Tutorial Title: Data Mining
The information in the world doubles about every 20 months. Among the
fastest growing sources of data are the internet, industrial process
supervision systems, business data bases, bio technology and automatic
imaging. Besides data acquisition and storage, data processing and
exploitation are the biggest challenges. The goal is to extract the relevant
information (the "knowledge") from large data sets. For this information
extraction process, conventional (linear) statistical methods such as
correlation and regression are applied, but also methods from cluster
analysis, neural computation, and machine learning.
The collection of these data analysis methods is called "data mining". Data
mining is part of the knowledge discovery process, which also covers
preprocessing, filtering, visualization, transformation and feature
generation.
The tutorial introduces some of the most important methods for data mining
and knowledge discovery and presents some real-world application examples.

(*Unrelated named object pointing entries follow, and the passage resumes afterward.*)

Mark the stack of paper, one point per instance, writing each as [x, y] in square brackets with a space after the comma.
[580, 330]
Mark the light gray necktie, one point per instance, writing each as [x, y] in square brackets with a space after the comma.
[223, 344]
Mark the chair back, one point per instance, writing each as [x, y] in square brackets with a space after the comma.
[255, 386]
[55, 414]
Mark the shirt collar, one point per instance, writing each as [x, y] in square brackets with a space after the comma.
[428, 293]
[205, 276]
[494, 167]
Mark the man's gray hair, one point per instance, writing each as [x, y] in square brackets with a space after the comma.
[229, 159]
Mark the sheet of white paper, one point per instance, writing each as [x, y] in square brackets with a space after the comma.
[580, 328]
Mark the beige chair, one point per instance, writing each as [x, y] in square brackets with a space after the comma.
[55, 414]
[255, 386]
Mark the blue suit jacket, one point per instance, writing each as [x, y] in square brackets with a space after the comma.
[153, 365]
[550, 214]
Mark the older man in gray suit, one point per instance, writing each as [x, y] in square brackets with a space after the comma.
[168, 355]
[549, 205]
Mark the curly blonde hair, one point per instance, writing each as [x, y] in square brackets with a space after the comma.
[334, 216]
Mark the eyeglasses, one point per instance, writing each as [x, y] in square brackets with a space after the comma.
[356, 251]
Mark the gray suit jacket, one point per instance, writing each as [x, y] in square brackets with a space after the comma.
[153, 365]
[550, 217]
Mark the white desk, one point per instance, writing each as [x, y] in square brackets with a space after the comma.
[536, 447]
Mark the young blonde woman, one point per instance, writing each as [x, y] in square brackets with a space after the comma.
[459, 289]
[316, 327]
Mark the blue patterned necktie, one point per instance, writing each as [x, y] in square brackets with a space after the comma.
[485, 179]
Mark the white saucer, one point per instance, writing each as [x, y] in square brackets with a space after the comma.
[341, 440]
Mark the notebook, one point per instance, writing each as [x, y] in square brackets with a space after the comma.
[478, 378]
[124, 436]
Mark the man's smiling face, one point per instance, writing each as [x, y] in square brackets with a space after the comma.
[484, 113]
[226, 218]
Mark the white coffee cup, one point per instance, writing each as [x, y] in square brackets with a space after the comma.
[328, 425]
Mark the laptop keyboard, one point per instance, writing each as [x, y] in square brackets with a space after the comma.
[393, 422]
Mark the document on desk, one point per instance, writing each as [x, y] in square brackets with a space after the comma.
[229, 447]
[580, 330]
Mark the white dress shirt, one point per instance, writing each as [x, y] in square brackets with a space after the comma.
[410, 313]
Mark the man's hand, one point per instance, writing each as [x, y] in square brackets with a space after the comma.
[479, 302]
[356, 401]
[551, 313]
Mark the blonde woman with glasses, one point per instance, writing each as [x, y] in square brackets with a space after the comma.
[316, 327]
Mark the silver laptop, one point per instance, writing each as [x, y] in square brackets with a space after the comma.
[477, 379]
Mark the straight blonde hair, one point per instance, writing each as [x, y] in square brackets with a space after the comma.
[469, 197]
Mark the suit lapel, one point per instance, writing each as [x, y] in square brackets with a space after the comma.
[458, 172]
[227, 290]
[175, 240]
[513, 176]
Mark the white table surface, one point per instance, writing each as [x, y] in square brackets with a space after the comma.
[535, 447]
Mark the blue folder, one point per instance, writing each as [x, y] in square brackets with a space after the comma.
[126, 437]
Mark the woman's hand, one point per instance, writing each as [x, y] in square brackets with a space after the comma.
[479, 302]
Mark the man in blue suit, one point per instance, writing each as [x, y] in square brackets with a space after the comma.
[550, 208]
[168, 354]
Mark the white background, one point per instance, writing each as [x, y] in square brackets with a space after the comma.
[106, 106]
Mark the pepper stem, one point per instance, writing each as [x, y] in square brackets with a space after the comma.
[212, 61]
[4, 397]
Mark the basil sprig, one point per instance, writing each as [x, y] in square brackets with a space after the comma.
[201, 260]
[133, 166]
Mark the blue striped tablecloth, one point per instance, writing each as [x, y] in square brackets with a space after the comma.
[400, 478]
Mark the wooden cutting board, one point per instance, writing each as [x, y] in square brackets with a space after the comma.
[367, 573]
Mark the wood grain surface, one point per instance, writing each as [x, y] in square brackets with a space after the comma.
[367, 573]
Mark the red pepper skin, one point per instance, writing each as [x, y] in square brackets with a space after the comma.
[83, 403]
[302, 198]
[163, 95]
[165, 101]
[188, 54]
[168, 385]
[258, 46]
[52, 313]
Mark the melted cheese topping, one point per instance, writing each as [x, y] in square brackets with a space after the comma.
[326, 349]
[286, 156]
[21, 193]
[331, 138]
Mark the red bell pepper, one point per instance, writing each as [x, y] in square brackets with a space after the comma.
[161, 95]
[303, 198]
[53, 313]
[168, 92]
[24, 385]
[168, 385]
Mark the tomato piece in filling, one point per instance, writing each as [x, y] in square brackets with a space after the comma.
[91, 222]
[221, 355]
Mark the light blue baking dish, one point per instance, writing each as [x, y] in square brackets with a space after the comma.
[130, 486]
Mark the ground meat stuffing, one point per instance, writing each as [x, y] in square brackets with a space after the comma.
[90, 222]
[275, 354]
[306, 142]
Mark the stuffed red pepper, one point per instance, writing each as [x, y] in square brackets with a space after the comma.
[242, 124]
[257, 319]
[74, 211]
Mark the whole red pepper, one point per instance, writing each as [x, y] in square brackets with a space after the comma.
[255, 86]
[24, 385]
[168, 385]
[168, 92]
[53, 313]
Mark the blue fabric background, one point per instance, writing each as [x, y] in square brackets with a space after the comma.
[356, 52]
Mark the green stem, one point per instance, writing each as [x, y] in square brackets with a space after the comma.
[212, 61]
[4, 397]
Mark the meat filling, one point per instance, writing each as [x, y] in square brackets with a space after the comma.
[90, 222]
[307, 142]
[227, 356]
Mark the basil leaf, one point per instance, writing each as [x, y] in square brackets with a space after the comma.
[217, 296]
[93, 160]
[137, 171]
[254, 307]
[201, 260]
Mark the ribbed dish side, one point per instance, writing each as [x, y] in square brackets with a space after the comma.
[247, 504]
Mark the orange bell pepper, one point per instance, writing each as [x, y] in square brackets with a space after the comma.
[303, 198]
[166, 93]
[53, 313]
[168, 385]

It is structured as follows:
1. introduction and definitions
2. data sources, characteristics, and distortions
3. preprocessing and filtering
4. visualization (projections, principal component analysis, multidimensional scaling, self-organizing maps)
5. data transformation and feature generation
6. data analysis (correlation, spurious correlation, regression, classification, decision trees, ID3, sequential clustering,
c-means and its relatives, cluster estimation, radial basis functions, vector quantization)
7. application examples
Hard copies of the tutorial material will be provided.